Implementation of the C++ word-cloud with SYCL and Intel oneAPI
- Uses oneAPI and runs on Intel Dev Cloud
- Final iteration is on the v2 target
- qsub -I -l nodes=1:gpu:ppn=2 -d .
- GPU node
- qsub -I
- general interactive node
- Serial code ran faster on GPU node than this one, GPU device slower for parallel than this one.
- Started with Unified shared memory, very easy and saw significant speedup in the portion doing the counting
- Moved to buffers and accessors and performance got significantly slower
Inteval | Time |
---|---|
Tokenize file and hash | .011 seconds |
Serial count tokens | 1.67 seconds |
Write serial data from vector | 5.61 seconds |
Parallel count tokens | .247 seconds |
Write parallel results from malloc | 1.650 seconds |
- Added windowed results for both seq and parallel
- Sub buffers to divide work of input by window range
- 2D buffer for the output where outer dimension is the window and inner is the count vector
- Had troulble using sub buffer of 2D to get a single dimension.
- Eliminated sub buffer and did global accessor.

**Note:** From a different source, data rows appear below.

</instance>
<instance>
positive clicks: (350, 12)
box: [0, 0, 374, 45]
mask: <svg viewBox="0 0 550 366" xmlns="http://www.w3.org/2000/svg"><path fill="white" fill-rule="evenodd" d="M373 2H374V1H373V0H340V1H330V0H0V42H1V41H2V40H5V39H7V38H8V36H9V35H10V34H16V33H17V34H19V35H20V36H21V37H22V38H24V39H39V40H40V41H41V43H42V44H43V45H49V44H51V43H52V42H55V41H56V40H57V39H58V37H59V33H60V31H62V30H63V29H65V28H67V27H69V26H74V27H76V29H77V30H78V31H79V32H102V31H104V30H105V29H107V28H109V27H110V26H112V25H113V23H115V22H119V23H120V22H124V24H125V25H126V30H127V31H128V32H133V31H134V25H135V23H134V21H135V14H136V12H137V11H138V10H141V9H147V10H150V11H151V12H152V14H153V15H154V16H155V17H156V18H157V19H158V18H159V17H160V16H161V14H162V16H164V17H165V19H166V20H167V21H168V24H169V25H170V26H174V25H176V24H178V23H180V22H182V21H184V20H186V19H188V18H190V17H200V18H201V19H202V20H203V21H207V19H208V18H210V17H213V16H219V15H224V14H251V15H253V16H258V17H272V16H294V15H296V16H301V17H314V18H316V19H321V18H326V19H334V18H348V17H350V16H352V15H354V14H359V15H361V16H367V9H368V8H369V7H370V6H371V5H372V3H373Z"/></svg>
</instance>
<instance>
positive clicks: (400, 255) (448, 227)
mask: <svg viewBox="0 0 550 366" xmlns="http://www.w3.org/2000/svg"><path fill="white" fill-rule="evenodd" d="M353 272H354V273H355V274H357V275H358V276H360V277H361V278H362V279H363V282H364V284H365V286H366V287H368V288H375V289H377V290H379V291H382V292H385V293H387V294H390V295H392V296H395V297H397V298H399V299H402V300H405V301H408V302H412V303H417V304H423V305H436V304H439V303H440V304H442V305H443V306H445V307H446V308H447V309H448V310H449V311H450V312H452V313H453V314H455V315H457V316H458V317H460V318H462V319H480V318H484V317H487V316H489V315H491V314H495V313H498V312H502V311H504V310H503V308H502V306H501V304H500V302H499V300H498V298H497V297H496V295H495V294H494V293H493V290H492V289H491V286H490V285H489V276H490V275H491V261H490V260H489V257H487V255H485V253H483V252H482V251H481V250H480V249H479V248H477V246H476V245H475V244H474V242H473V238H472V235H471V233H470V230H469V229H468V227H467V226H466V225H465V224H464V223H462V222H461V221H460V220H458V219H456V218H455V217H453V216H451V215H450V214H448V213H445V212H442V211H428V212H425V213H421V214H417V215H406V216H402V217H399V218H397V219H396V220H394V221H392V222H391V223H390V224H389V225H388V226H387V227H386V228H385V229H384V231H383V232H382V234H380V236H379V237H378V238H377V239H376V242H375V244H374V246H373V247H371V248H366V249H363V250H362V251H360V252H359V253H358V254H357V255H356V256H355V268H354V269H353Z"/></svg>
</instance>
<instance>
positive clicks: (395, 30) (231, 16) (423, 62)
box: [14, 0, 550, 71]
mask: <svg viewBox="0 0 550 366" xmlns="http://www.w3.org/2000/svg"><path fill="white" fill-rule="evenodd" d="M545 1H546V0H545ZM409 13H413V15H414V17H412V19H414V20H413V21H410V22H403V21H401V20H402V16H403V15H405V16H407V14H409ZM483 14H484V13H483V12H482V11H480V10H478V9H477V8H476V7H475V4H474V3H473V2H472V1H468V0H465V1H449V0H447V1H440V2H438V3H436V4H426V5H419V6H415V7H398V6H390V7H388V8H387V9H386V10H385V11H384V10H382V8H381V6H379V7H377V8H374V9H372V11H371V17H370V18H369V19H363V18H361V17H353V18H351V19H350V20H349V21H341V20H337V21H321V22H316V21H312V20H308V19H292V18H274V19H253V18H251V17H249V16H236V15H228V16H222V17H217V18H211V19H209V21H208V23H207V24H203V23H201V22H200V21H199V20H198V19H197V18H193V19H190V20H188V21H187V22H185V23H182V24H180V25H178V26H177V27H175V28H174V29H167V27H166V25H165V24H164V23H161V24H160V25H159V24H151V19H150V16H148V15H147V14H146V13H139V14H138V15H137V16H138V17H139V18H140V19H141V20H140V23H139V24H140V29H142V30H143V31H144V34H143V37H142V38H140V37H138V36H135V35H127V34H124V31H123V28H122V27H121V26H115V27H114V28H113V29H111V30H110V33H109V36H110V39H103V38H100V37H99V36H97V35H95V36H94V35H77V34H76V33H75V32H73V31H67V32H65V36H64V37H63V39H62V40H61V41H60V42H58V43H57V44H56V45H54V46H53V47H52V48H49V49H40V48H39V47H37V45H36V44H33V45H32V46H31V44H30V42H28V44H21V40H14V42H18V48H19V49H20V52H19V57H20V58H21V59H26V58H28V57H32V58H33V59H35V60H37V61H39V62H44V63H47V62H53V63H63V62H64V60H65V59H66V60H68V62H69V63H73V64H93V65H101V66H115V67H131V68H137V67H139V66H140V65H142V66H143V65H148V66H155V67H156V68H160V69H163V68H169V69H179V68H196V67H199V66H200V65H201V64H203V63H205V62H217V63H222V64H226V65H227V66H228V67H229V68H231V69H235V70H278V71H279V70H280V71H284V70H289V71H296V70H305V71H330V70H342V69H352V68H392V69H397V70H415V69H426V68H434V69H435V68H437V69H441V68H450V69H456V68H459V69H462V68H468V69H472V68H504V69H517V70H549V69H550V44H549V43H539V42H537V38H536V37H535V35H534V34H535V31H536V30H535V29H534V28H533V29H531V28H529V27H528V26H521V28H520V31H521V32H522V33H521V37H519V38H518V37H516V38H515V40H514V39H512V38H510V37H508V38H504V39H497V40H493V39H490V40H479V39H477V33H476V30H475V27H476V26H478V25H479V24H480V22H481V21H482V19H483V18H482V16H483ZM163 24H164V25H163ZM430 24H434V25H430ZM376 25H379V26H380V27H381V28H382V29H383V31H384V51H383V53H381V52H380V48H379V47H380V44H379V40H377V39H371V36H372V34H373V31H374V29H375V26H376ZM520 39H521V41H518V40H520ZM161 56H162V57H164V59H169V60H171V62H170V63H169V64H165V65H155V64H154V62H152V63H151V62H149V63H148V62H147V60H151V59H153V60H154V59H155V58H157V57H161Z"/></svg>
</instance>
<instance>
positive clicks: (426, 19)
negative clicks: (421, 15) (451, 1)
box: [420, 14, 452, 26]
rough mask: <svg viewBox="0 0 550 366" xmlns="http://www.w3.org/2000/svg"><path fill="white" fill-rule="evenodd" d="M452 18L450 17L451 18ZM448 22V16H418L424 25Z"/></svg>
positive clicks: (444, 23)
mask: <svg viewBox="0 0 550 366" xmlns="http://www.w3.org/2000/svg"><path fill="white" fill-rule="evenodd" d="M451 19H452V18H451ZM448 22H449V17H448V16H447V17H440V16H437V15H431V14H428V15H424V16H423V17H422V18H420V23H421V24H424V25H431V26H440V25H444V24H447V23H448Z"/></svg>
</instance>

- Reading sub buffer allows multiple queues to work on the buffer at the same time
Interval | Time (Seconds) |
---|---|
Tokenize File | .009 |
Sequential Windowed* Count | 15.821 |
Parallel Windowed* Count | 0.245 |
* WINDOW_SIZE = 10,000 |
- Did it ever need subbuffers or could we have partitioned the range someother way. (Partitioners?)
- Could we have tried to do the input the same as the output. Would either option limit the ability for simultaneous kernals to process each window.
- Is their a chance that we are doing any simultaneous processing in current setup or is the q.submit blocking the outer loop. Probably is I would think.
- Why are there errors at certain window sizes pertaining to the memory base address alignment and sub buffer creation.
- Multiples of 10,000 seem to work well
- Interestingly the final section doesn't have issues and is an odd size
- Are the start and ranges inclusive, are we missig any words when we partition the subbuffer?
- Decode hashes
- CLI (File path, max kernels)
- Identify further optimizations. Particularly result output
- Working find with large output arrays with 4 windows at least
- Update verision 2 seq to remove the map creation or add map creation to par
- Investigate Profiling tools (VTune)